Wissenschaftler, die die größten Flussschildkröten der Welt untersuchen, haben die größte jemals registrierte Nistkolonie entdeckt. Mithilfe von Drohnen führten die Forscher eine Bestandsaufnahme im westlichen Amazonasgebiet Brasiliens durch und erfassten ein Nistgebiet der vom Aussterben bedrohten südamerikanischen Riesenschildkröte (Podocnemis expansa-eine südamerikanische Art, die eine Länge von fast einem Meter erreicht) mit etwa 41.000 erwachsenen weiblichen Schildkröten. Der Nistplatz befindet sich auf der größten Sandbank des Guaporé-Flusses, der einen Teil der Grenze zwischen Brasilien und Bolivien bildet. „Wir wussten, dass es sich um ein wichtiges Gebiet handelt, aber wir hatten keinen vollständigen Überblick über seine Größe“, erklärte Camila Ferrara, eine der Mitautorinnen der Studie und Schildkrötenspezialistin bei der Wildlife Conservation Society, gegenüber dem englischsprachigen Online-Magazin „Mongabay“ am Telefon.

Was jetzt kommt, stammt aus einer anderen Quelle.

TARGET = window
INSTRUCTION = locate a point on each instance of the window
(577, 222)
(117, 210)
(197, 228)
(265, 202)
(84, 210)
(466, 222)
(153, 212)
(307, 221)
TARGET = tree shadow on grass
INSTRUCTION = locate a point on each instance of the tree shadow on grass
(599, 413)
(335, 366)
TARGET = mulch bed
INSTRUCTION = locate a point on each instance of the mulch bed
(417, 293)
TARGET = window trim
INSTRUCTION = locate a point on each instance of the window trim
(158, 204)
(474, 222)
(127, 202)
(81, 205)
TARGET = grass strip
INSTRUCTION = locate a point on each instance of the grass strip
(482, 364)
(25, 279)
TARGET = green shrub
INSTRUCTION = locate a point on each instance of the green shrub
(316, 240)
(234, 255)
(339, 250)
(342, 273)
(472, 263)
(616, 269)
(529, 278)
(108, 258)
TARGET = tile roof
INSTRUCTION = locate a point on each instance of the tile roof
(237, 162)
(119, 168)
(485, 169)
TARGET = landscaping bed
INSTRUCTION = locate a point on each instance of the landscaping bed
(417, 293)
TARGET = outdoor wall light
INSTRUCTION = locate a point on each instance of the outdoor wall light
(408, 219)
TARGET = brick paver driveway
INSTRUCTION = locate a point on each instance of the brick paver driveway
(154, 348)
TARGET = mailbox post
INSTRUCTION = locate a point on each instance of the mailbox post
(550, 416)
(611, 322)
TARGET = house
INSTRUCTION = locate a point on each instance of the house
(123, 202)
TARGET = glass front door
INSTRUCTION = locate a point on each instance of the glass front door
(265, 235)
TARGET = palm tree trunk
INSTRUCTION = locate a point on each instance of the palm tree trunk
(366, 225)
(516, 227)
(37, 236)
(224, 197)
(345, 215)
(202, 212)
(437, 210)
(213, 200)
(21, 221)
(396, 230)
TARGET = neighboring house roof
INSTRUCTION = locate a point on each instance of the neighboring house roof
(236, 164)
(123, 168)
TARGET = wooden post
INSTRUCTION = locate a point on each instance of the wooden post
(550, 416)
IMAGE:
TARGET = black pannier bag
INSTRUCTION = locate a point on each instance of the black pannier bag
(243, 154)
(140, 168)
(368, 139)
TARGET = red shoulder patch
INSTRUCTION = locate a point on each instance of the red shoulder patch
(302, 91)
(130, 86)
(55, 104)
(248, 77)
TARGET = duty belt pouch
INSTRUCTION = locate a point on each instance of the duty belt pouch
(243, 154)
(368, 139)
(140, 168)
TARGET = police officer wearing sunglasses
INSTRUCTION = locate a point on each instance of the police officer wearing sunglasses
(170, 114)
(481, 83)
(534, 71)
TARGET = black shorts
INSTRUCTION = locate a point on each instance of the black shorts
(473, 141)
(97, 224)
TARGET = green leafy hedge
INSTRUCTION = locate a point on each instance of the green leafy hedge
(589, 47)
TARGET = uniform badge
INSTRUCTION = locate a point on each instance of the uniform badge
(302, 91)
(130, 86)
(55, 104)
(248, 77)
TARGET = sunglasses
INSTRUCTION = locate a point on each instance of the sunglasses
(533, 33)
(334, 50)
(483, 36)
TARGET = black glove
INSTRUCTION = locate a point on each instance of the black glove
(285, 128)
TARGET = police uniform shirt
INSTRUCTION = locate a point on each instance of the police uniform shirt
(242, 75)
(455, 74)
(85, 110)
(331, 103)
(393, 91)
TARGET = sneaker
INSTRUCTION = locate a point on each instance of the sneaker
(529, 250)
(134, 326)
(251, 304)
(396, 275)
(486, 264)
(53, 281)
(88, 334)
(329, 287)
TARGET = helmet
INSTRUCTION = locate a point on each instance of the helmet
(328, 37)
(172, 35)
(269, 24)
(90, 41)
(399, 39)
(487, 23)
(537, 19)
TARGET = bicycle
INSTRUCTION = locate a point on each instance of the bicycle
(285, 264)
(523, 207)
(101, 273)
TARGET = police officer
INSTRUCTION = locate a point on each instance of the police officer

Ferrara sagte, die Erhebung sei eine Unterzählung der gesamten Schildkrötenpopulation der Region, da fünf weitere kleinere Strände in der Nähe nicht berücksichtigt worden seien und auch junge oder männliche Schildkröten nicht gezählt worden seien. Die Schildkrötenpopulation in diesem Gebiet wächst seit mindestens 2014, was Ferrara auf die Arbeit des 40 Jahre alten Schutzprogramms der brasilianischen Regierung für Amazonas-Schildkröten in Zusammenarbeit mit lokalen Gemeinden zurückführt. Für diese Studie testeten die Wissenschaftler drei verschiedene Methoden zur Zählung der Schildkröten. Bei der Zählung vor Ort allein wurden rund 16.000 Schildkröten erfasst. Mit Drohnen allein zählten die Wissenschaftler fast 79.000 Schildkröten, wobei einige Schildkröten wahrscheinlich doppelt oder dreifach gezählt wurden, da sie sich im Sand bewegten. Die Wissenschaftler sagen, dass ein dritter von ihnen entwickelter Ansatz eine genauere Schätzung von 41.000 ergab. Sie sammelten Daten sowohl durch Verfolgung vor Ort, wobei sie einige der Schildkröten markierten, um ihre Bewegungen zu verfolgen, als auch durch Zick-Zack-Drohnenvermessungen. Anschließend verarbeiteten sie die Daten mit mathematischen Modellen, die die Bewegungen der Schildkröten berücksichtigen.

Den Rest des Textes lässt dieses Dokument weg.